Conversations about hybrid and mutlicloud are on the rise. While these complex configurations make sense for many customers, companies new to cloud-based environments may find that building multiple clouds on Day 1 does more harm than good.

The most successful multicloud environments begin with an already-successful cloud operations team. The team becomes adept at a core set of standards on one platform. They learn their organization’s weaknesses and the limitations of that platform. Then they expand to more than one cloud if there is a very good reason to do so.

If you are on more than one cloud platform, you have felt the pain of scattered cloud management and probably see the value in standardizing cloud usage more consistently.
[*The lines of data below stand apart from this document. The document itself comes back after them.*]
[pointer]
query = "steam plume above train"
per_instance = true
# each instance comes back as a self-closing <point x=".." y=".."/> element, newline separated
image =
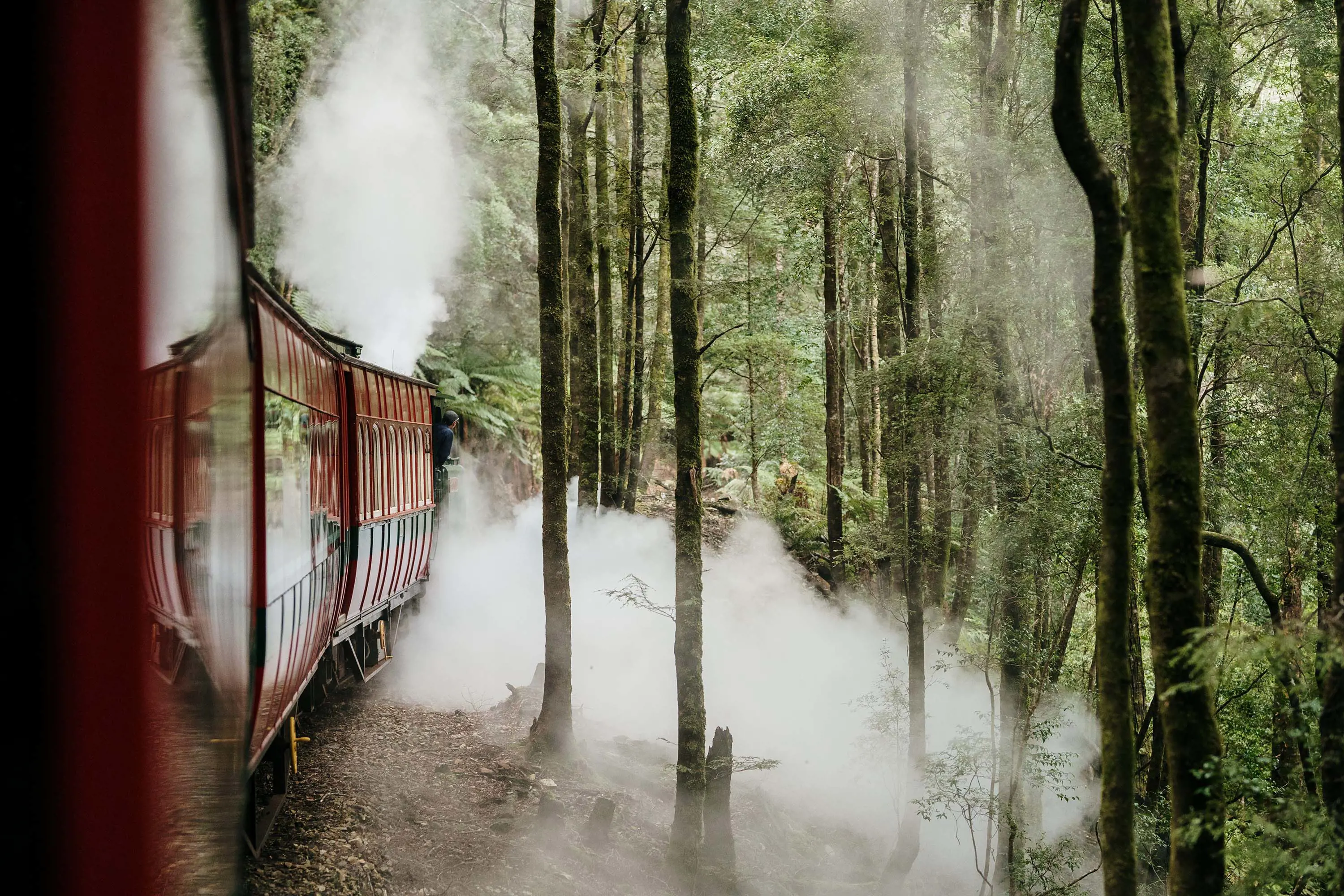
<point x="371" y="189"/>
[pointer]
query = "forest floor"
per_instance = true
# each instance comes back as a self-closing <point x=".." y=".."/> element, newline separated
<point x="401" y="800"/>
<point x="404" y="800"/>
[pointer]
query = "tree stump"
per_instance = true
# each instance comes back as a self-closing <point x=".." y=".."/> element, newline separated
<point x="550" y="821"/>
<point x="600" y="823"/>
<point x="718" y="855"/>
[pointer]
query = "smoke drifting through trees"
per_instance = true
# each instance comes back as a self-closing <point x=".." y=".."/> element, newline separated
<point x="371" y="189"/>
<point x="796" y="677"/>
<point x="987" y="382"/>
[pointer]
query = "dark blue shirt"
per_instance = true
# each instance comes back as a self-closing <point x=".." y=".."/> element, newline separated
<point x="443" y="443"/>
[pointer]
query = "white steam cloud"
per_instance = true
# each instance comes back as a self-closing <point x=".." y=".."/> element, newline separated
<point x="787" y="671"/>
<point x="373" y="189"/>
<point x="190" y="253"/>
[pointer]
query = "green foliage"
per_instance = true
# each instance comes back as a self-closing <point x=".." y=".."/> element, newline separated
<point x="284" y="35"/>
<point x="496" y="397"/>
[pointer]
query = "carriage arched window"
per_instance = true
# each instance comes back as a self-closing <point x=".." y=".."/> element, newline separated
<point x="379" y="487"/>
<point x="400" y="500"/>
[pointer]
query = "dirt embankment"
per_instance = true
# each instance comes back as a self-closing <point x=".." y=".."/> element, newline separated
<point x="404" y="800"/>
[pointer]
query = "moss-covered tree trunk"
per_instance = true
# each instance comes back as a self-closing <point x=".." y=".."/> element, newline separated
<point x="652" y="436"/>
<point x="632" y="462"/>
<point x="1172" y="581"/>
<point x="685" y="847"/>
<point x="835" y="381"/>
<point x="585" y="392"/>
<point x="908" y="841"/>
<point x="1331" y="616"/>
<point x="1117" y="487"/>
<point x="889" y="346"/>
<point x="1332" y="610"/>
<point x="553" y="730"/>
<point x="603" y="226"/>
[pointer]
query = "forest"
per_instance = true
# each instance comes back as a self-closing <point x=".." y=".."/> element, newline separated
<point x="1021" y="322"/>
The path forward is different for every organization, but in general: consider the option that is best for long-term management. Consider the simplest option -- usually one or a limited number of “approved” cloud platforms --, even if the easiest option is to let each team choose their own cloud. Organizations that do the hard work upfront to develop a single set of preferred cloud platforms with built-in standards for things like security and cost management have a much easier time expanding later on.
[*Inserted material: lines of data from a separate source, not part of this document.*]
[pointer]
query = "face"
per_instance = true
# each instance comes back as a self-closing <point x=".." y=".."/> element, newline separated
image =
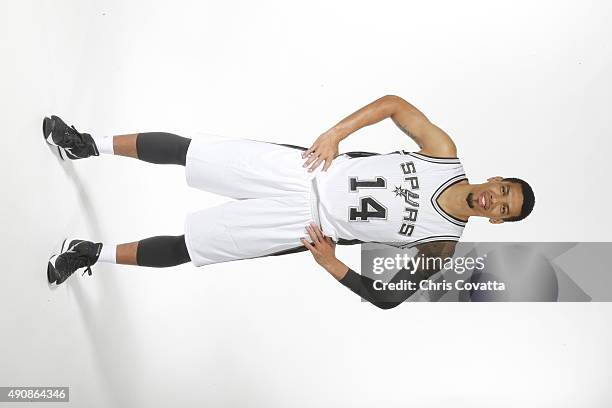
<point x="496" y="199"/>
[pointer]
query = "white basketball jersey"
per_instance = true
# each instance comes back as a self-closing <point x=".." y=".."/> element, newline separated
<point x="388" y="198"/>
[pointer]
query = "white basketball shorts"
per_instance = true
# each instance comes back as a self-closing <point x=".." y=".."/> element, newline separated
<point x="274" y="199"/>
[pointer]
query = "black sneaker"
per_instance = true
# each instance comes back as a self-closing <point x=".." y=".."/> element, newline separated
<point x="70" y="143"/>
<point x="73" y="255"/>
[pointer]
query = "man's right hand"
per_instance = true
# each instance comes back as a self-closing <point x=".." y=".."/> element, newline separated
<point x="324" y="149"/>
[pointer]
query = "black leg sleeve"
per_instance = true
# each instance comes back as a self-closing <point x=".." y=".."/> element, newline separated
<point x="162" y="148"/>
<point x="162" y="251"/>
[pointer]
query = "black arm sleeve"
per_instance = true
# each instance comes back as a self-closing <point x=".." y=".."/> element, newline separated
<point x="364" y="287"/>
<point x="367" y="289"/>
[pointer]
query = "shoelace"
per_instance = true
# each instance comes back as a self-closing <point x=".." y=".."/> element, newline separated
<point x="80" y="142"/>
<point x="78" y="262"/>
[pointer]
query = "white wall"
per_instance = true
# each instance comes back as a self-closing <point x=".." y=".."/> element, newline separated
<point x="523" y="87"/>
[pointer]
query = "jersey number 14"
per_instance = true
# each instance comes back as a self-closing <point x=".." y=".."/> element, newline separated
<point x="369" y="208"/>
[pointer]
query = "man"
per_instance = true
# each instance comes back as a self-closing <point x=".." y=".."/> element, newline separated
<point x="403" y="199"/>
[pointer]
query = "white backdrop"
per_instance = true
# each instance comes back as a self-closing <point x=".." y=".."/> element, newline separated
<point x="523" y="87"/>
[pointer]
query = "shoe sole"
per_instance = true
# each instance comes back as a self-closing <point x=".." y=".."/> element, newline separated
<point x="47" y="130"/>
<point x="51" y="272"/>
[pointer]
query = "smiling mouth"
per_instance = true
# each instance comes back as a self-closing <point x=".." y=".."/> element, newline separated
<point x="484" y="201"/>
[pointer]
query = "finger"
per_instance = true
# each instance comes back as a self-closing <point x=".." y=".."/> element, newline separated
<point x="310" y="159"/>
<point x="307" y="245"/>
<point x="318" y="232"/>
<point x="308" y="151"/>
<point x="313" y="235"/>
<point x="328" y="162"/>
<point x="315" y="165"/>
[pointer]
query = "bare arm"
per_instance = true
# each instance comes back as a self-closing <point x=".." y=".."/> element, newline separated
<point x="432" y="140"/>
<point x="323" y="250"/>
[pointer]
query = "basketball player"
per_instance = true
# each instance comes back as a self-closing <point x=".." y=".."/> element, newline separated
<point x="290" y="199"/>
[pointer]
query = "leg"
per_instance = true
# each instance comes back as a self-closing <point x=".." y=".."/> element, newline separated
<point x="152" y="147"/>
<point x="158" y="252"/>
One cloud does not fit all, but if you pick a major IaaS cloud provider like AWS or Azure, one cloud certainly fits most.

Account controls

There is little hope for remaining on-time and on-budget without a feedback loop between IT and business. Business must receive recent data about the cost and performance of the project’s infrastructure, and IT must receive appropriate budgets in order to put thresholds and alerts around cloud spending. A simple set of account controls might look something like this:

  • Only engineers that directly work on the project have access, and only to the specific resources that they work with (Principle of Least Privilege). Example: Using AWS IAM Roles vs. granting the same access to every user or resource
  • Only certain engineers are authorized to create certain resources
  • All resources are tagged with appropriate project/team/developer so cloud bills are easily attributed
  • Higher-than-expected resource usage generates alerts
  • Certain resources have scheduled shutdown periods
  • Infrequently accessed data is periodically shipped to lower-cost cold storage (e.g. AWS Glacier)
  • Real-time costs are displayed in simple dashboard to IT and business (e.g. Cloudcheckr)

The granular cost data provided by these controls enable accurate planning for future cloud costs and, potentially, investment in something like AWS Reserved Instances (which allow you to save nearly 50 percent vs. on-demand compute costs).

It’s challenging to meet goals and achieve early ROI on your cloud investments. But whether you build a management framework for your in-house cloud platform or outsource it to a partner, it can make a substantial difference in your bottom-line costs and improve how business and IT work together – and even lay the foundation for cloud-enabled DevOps practices. Let’s hope that 2017 will not just be the year of increased enterprise cloud adoption, but also the year where our teams gain cloud operations maturity.
Jason McKay is senior vice president and chief technology officer at Logicworks.